Contudo, precisam ir além do projeto de garantir salários justos. Os salários
nunca podem ser justos, independentemente do seu nível, em um sistema
tecnofeudalista, porque há uma enorme desigualdade de poder entre os
proprietários do capital da nuvem e os trabalhadores. Constata-se esta
realidade, agora, no Vale do Silício. Também há muitos
trabalhadores que não recebem sequer um centavo pelo trabalho gratuito que
realizam. O que eu gostaria de ver são sindicatos radicalizados, que exijam “um
trabalhador, um membro, uma ação de empresa, um voto”, em vez de salários
justos.
·
Considera que a esquerda política está naturalmente
adaptada a este novo mundo? Até o momento, é a extrema direita que está falando
mais alto. Como podemos subverter o tecnofeudalismo?
Em
primeiro lugar, sensibilizando acerca do fato de que o sistema atual de criação
e distribuição de valor certamente nos levará a uma morte prematura e a uma
diminuição constante das perspectivas da grande maioria, com resultados muito
piores do que sob o capitalismo.
Em
segundo, demonstrando que a tecnologia pode ser muito melhor, caso seja
socializada.
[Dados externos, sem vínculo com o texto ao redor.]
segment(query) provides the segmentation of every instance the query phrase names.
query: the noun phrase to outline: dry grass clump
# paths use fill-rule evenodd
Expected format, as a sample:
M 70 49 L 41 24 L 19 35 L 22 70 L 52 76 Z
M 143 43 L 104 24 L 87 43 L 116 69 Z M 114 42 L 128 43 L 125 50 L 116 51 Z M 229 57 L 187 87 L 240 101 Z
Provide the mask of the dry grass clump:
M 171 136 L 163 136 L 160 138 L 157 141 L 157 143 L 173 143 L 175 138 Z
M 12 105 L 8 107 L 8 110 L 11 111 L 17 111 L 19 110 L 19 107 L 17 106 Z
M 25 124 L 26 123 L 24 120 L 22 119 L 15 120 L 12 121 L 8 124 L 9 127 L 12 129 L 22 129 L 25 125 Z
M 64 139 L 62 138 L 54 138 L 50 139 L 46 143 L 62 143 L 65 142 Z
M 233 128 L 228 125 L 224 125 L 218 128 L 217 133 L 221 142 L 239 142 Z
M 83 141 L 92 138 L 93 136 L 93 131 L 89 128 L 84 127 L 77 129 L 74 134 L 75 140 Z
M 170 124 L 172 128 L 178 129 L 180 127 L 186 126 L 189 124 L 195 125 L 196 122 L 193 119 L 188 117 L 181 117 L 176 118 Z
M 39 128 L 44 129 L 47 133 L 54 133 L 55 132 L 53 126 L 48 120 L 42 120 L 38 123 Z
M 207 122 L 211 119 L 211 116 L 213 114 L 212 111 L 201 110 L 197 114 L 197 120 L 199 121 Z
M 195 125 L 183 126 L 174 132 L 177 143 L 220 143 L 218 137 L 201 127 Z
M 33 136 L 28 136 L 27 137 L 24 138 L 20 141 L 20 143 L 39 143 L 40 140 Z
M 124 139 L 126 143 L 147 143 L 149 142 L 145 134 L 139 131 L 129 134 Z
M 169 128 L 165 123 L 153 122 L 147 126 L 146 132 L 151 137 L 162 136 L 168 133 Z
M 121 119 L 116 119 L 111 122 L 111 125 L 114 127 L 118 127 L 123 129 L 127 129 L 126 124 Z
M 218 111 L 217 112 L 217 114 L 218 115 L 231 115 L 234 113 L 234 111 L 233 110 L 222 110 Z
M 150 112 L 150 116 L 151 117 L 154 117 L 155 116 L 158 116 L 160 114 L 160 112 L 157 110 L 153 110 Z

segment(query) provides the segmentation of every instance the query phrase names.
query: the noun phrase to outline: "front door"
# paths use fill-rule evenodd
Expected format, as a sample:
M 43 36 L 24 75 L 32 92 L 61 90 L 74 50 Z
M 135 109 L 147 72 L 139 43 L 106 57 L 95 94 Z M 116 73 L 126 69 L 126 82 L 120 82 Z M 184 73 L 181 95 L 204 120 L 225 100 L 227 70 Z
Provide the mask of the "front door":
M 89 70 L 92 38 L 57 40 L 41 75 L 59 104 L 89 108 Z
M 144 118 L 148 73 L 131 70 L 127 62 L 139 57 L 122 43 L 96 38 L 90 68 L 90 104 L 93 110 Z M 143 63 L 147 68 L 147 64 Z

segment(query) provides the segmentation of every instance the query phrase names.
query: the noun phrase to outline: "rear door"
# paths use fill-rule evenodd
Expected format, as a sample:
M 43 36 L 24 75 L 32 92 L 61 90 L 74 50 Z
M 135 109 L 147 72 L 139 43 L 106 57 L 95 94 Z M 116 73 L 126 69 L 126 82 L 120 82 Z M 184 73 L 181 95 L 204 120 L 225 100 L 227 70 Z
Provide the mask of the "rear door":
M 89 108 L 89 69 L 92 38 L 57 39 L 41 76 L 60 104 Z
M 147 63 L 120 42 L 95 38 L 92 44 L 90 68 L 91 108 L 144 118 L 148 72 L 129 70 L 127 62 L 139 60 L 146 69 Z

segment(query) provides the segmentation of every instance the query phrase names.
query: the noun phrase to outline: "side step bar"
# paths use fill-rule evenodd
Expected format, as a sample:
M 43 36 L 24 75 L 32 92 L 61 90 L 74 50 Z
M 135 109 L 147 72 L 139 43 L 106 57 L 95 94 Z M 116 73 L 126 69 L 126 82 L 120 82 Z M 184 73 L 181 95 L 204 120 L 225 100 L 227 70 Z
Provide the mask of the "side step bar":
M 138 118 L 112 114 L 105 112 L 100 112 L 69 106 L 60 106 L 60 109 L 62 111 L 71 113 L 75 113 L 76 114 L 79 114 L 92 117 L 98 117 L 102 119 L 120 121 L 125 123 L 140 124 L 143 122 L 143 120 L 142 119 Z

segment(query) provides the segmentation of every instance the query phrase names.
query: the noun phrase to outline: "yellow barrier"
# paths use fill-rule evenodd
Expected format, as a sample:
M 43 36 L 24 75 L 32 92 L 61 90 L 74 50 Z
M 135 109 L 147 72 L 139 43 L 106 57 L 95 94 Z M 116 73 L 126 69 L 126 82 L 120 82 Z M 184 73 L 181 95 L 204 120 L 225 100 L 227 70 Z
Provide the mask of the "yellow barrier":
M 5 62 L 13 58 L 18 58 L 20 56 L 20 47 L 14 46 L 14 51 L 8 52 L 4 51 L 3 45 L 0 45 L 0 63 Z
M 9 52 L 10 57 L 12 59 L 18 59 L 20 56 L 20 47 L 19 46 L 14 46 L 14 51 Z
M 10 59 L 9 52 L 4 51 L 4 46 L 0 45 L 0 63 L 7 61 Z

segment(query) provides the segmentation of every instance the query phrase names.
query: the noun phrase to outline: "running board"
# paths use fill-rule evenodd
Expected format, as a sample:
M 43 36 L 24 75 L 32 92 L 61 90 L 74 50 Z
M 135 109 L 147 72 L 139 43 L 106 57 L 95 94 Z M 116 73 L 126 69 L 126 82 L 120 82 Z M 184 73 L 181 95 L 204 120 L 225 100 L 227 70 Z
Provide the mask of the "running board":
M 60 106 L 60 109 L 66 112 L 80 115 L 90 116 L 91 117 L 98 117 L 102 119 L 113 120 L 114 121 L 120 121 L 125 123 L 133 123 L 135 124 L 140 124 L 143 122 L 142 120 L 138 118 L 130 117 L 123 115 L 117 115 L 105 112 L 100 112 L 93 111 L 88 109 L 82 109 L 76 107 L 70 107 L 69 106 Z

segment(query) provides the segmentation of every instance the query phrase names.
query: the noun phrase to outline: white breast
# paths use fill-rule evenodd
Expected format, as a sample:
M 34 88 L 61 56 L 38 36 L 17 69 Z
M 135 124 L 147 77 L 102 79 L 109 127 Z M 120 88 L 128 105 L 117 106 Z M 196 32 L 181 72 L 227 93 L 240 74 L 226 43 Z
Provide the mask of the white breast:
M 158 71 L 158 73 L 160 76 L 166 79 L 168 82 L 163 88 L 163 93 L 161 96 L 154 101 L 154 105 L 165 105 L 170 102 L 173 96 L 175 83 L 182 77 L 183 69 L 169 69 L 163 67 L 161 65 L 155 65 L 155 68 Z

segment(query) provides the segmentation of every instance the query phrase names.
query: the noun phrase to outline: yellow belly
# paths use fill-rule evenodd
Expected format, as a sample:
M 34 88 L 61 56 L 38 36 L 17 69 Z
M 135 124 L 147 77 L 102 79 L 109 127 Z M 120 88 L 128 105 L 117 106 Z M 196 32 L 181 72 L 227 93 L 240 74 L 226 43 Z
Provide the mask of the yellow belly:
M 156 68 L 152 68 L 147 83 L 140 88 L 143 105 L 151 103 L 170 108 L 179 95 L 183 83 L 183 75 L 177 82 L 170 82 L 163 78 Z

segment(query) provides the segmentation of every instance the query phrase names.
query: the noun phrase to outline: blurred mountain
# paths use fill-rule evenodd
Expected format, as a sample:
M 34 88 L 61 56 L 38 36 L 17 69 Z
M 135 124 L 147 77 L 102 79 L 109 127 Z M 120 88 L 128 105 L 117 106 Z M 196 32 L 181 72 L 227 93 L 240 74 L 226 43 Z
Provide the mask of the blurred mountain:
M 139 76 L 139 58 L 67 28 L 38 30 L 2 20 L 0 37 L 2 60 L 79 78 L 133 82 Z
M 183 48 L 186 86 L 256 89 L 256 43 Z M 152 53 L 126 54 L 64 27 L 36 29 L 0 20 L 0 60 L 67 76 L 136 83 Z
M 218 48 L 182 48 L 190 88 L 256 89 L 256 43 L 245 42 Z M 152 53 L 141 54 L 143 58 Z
Se o seu município tivesse um aplicativo próprio que substituísse
o Airbnb ou o Deliveroo, bem como um aplicativo de pagamentos
bancários, e se empregos de qualidade fossem criados em nível municipal para
que os programadores criassem esses aplicativos, as vantagens seriam facilmente
acessíveis.
Em
terceiro lugar, destacando como a concentração extremamente bipolar do capital
da nuvem nas mãos de pouquíssimas pessoas, especialmente no Vale do
Silício e na costa leste da China, dá lugar a uma nova Guerra
Fria que pode facilmente se transformar em uma guerra termonuclear.
É isso
que está por trás dos crescentes ataques dos Estados Unidos à China. Não se trata
de Taiwan. Taiwan e a política de uma só China sempre
conviveram conosco. Não se trata do fortalecimento da potência militar chinesa.
É um absurdo. Trata-se de um desafio à hegemonia do dólar mediante a fusão da
grande tecnologia chinesa com as finanças chinesas e a moeda digital
do Banco Central da China. A paz mundial é, portanto, a terceira
vantagem.
·
Você ainda considera que a ação fora dos Parlamentos é
fundamental para consolidar essa mudança?
Não há
substituto para a construção de movimentos extraparlamentares. No entanto, as
greves e a luta contra a mudança climática exigem um programa que
motive as pessoas a agir em nível local, então, ambas devem ser complementares.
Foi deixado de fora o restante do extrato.